FRANKFURT (Reuters) - Deutsche Bank’s top executives will this weekend consider speeding up cuts at Germany’s biggest lender, which is grappling with sliding revenue and negative interest rates, sources told Reuters on Thursday.
The gathering takes place amid speculation over the future of Deutsche Bank, once a powerful international player, after it held talks in August about a tie-up with smaller rival Commerzbank, but decided not to pursue the idea.
Both Deutsche and Commerzbank - the two biggest lenders in Europe’s biggest economy - have been slipping down the rankings of the continent’s top banks, hamstrung by a fragmented and competitive home market and rock-bottom interest rates.
At the heart of the talks among Deutsche’s top managers will be how it is implementing a group strategy presented last year, one of the sources said, while another said speeding up the sale of assets will also be in focus.

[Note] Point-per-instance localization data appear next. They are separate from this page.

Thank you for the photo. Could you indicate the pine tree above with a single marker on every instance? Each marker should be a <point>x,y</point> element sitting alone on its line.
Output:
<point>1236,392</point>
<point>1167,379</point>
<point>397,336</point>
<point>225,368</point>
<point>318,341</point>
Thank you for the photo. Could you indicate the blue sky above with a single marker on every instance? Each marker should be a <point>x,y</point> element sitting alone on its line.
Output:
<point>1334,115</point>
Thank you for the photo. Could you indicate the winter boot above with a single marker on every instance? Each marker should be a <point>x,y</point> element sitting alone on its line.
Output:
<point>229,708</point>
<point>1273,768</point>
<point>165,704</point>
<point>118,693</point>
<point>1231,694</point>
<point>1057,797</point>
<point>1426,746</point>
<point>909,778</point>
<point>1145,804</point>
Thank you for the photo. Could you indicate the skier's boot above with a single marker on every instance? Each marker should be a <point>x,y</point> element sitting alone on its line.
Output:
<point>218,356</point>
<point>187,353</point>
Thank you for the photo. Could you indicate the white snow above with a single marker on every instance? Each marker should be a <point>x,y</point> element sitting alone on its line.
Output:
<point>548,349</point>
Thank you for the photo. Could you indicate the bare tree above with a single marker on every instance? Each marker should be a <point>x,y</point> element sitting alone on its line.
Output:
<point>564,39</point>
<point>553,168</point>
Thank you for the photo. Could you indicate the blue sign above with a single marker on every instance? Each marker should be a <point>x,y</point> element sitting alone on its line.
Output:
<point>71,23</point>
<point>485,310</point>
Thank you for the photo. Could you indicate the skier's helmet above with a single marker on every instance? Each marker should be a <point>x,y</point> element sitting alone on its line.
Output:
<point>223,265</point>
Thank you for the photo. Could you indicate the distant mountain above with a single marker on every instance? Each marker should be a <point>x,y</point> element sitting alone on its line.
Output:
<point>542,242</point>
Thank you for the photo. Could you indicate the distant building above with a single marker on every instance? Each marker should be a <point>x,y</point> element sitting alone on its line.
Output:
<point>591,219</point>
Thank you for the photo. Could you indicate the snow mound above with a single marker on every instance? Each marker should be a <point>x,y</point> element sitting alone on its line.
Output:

“They want to think about their structures and costs again,” one of the sources said. “The question is if what has been done so far is enough.”
Last year Deutsche Bank announced plans to slash 15,000 jobs and shed businesses employing some 20,000 staff.
The bank’s total assets were down to 1.8 trillion at the end of the quarter, from 2.2 trillion at the end of 2008, but up 6 percent year-on-year and analysts have often criticized the slow pace of asset cutbacks.
Deutsche Bank declined to comment on the meeting this weekend, which will pave the way for a gathering of the bank’s executive and supervisory boards in mid-September in Milan.
A possible adjustment of the bank’s strategy will also be addressed at this meeting, after Chief Executive John Cryan recently said deeper cuts may be needed.
While the official internal agenda is focused on internal processes, the sources said, strategic alternatives will likely be put on the table.
Earlier this week, a person familiar with the matter said that Deutsche and Commerzbank had held talks on a potential combination, but shelved the project as they want to complete their restructurings before any such move.
Cryan took the unusual step of publicly calling for cross-border bank mergers in Europe at a conference on Wednesday.
Reports of a possible tie-up with its Frankfurt neighbor left some investors bemused.
Helmut Hipper, a fund manager at Deutsche Bank shareholder Union Investment, questioned the logic of a tie-up with Commerzbank, given Deutsche’s plans to spin off a retail bank it owns, Postbank.
“The regulatory trend at the moment is moving in the direction of shrinking rather than growing banks,” he said.
Analysts have argued that Deutsche would be advised to find a partner once it has stabilized its business.